Sometimes frivolous entertainment can make you think. What’s so bad about that? PO
|A Partial Observer’s Guide to Reality TV|
By Mark D. Johnson
Forget “Millionaire” and “Weakest Link” – tune in to “You Don’t Know Jack” (ABC) with Paul Reubens and “Win Ben Stein’s Money” (Comedy Central) for something more witty and entertaining.
“Survivor” still rules, but it needs more variety than a new cast and location for it to survive in the long term. ABC’s intriguing “The Mole” returns next fall. MTV’s “Road Rules” (“Real World” in an RV) changes its format to vote out weak members – a shameful compromise, though I admit I never watched the show.
“Blind Date” (Syndicated) is a riot for mature audiences. Resist “Temptation Island.”
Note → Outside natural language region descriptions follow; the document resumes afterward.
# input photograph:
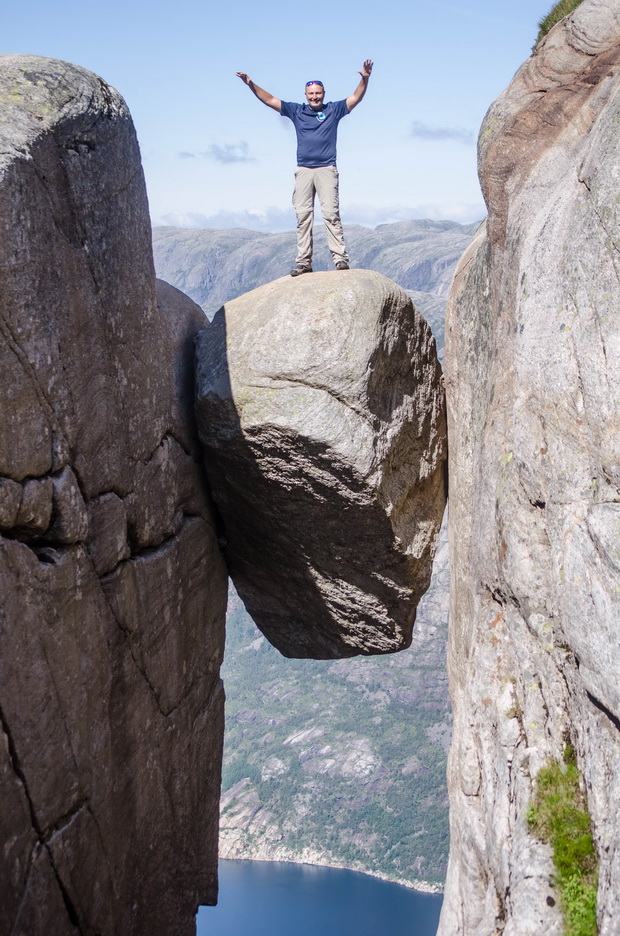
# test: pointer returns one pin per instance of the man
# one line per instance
(316, 124)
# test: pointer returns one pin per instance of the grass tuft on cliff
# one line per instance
(558, 815)
(557, 12)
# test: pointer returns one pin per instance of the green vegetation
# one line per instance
(557, 12)
(558, 816)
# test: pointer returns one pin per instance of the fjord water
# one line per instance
(269, 898)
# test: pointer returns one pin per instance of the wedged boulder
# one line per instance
(533, 386)
(113, 588)
(321, 410)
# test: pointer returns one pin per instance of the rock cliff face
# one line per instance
(113, 590)
(320, 405)
(532, 375)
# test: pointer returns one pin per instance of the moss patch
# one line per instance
(558, 815)
(557, 12)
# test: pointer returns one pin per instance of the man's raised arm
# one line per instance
(360, 91)
(261, 94)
European megahit “Big Brother” still has U.S. potential. The drastic changes for “Big Brother 2” are bound to be an improvement, but last season’s bumbling producers may have sealed its fate. ABC’s “SpyTV” is an infantile rip-off of “Candid Camera” on shaky ethical ground.
MTV’s “The Real World” set the standard for the genre (not recommended for younger teens – they can check out Disney Channel’s “Bug Juice,” which is Real World Lite set at a summer camp). “Fear Factor” (NBC) has high gawk value, but leaves a bad taste in your mouth.